- Only 7,620 units in 23 projects had subvention schemes – a mere 11% of the total 69,000 units launched across top cities
- Leading developers with sound financial backing outnumbered smaller players in taking a hit from NHB’s recent curb on subvention schemes
- MMR topped the list with 17 projects, followed by Bangalore with 4 projects and 1 each in NCR & Pune
- No projects in Kolkata, Hyderabad & Chennai offered any subvention schemes
- 5:90:5 was the most common scheme on offer to homebuyers
Mumbai, 19th August 2019: The National Housing Board’s (NHB) recent directive to housing finance companies to refrain from giving loans under subvention schemes was not as crippling as was initially assumed. ANAROCK research reveals that out of the total 280 projects launched in the April-June quarter of 2019, only about 23 projects (or 8%) were marketed under subvention schemes. These 23 projects comprised of 7,620 units – about 11% of the total 69,000 units launched in the quarter.
Anuj Puri, Chairman – ANAROCK Property Consultants says, “The ban on subvention schemes will doubtlessly contribute to the sector’s overall liquidity issues as players can no longer use them to attract customers. However, only a limited number of developers were affected by this move. That said, our data also reveals that among the affected projects, those by larger players strongly backed by financial lenders while offering such schemes outnumbered projects by smaller developers.”
“The impact of the ban on subvention schemes is minimal primarily because as early as 2013, the RBI had already curbed banks’ upfront disbursement to developers offering such schemes for under-construction or greenfield projects.

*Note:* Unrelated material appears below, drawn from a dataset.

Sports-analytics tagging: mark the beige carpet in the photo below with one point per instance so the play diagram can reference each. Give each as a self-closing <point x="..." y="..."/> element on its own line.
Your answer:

Banks were directed to stick to construction-linked disbursals.”
Some of the popular subvention schemes at the time included 20:80 or 25:75 payment plans wherein buyer paid 20-25% upfront while the developer paid the remaining 80% to the lending HFCs or banks on behalf of the buyer, until possession. The 5:90:5 scheme was the most common one on offer.
The increasing number of delayed projects ultimately put buyers in the dock. Moreover, given that HFCs did not fall under the purview of the RBI back then, developers used them as an alternative after the new ruling.
A deep-dive into this data reveals that:
- MMR has the maximum number of projects affected by the subvention scheme ban, with as many as 17 projects offering various schemes – the most prominent being the 5:90:5 scheme. Affected projects in MMR collectively accounted for 5,310 new units.
- Bangalore came a distant second with just four new housing projects being marketed with subvention schemes.
- Interestingly, both NCR and Pune had only one project each being sold under such schemes.
- Kolkata, Chennai and Hyderabad had zero new project launches offering subvention schemes.
With subvention schemes off the table, developers will have to get creative with differentiated USPs to market their projects and boost sales. There seems to be no relief from the protracted pain the market has been experiencing in recent years.